Trop forte pour être rapidement digérée, bien menaçante pour être si facilement oubliée, très puissante pour constituer l'essentiel de leur intérêt et occupation au plus haut degré, l'expression revenait donc assez souvent dans leurs interminables discussions, à telle enseigne que certains en feront tout un programme de riposte, tout un carrousel de manifestations, toute une série de revendications citoyennes.

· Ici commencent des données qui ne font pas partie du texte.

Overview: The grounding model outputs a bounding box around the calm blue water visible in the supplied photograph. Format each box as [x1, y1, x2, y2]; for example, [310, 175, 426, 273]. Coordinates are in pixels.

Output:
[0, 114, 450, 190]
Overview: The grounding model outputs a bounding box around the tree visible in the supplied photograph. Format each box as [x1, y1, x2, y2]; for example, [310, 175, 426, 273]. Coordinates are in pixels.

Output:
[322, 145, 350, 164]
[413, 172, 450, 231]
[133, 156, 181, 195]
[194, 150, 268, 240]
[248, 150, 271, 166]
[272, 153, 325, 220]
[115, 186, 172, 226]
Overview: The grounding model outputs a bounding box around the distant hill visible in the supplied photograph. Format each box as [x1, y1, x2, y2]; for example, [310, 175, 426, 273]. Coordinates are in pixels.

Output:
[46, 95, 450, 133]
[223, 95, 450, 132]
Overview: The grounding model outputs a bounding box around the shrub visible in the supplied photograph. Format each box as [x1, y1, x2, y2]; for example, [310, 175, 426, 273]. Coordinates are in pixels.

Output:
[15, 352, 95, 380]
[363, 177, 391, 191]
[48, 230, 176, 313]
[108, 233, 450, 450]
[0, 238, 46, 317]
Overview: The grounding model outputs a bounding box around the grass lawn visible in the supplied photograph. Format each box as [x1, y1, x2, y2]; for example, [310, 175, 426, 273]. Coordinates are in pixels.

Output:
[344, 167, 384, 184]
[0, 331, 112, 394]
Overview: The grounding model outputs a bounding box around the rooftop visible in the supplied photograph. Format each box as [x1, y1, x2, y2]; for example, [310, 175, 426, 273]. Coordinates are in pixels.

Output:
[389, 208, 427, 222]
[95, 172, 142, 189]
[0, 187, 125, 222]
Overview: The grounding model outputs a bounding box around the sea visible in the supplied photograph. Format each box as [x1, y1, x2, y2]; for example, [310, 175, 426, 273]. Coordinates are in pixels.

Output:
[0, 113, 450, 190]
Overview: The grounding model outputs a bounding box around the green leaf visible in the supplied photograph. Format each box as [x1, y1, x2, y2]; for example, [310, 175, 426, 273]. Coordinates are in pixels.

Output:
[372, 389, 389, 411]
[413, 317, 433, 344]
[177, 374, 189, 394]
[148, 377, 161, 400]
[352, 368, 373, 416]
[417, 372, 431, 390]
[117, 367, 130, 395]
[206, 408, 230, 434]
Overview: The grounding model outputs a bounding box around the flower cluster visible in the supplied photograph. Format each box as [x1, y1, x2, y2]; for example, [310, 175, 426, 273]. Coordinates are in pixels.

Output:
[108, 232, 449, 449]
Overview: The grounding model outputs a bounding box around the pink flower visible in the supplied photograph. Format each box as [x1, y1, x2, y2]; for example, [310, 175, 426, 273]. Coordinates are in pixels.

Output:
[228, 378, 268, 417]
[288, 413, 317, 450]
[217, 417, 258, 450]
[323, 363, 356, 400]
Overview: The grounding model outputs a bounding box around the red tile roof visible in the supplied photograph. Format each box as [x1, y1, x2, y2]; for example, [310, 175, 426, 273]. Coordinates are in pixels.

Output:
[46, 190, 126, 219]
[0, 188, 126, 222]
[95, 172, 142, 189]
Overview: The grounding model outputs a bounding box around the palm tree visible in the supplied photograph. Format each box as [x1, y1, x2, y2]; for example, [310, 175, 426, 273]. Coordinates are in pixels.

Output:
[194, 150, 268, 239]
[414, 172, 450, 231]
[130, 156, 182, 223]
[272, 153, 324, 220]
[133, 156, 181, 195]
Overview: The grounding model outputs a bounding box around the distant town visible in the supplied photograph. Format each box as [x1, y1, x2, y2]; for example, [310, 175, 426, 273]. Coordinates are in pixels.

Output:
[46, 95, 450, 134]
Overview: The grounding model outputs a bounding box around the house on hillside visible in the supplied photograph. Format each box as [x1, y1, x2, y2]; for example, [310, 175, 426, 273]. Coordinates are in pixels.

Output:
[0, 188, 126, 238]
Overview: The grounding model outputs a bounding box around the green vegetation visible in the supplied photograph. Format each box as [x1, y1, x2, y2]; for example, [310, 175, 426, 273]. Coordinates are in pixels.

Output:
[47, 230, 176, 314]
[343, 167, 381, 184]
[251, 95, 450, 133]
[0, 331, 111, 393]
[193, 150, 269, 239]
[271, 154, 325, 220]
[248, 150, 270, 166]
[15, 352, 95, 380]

Depuis lors, c'est donc vers la réplique que tout ce beau monde-là qui se met à réfléchir, lui concoctant, au passage, toutes ces formes de contestations expressives, tous ces programmes de ripostes, tous ces rejets en série d'un mode de gouvernance qui insulte l'intelligence humaine et la grande Histoire de l'Algérie, tout cet esprit arrogant et hautin de ces commis de l'état provocateurs et très méchants envers le peuple algérien? La déflagration aura donc produit tout ce bruit terrible et assourdissant, provoquant, de fait, dans son sillage, cette colère immense de toute l'Algérie, sentant que le danger de cette gouvernance de l'allégeance à un groupe aux commandes du pays depuis son indépendance, le menacer dans son unité, dans sa tranquillité et avenir commun. Une odeur de fumée s'en dégagera très rapidement, et subitement, tout ce grand territoire algérien en fut contaminé : ruminant à l'envi ce sentiment tout à fait légitime de prendre sa revanche sur ce sort piteux de misérable indigène au sein duquel il s'est cru être embourbé, un demi-siècle après l'indépendance du pays.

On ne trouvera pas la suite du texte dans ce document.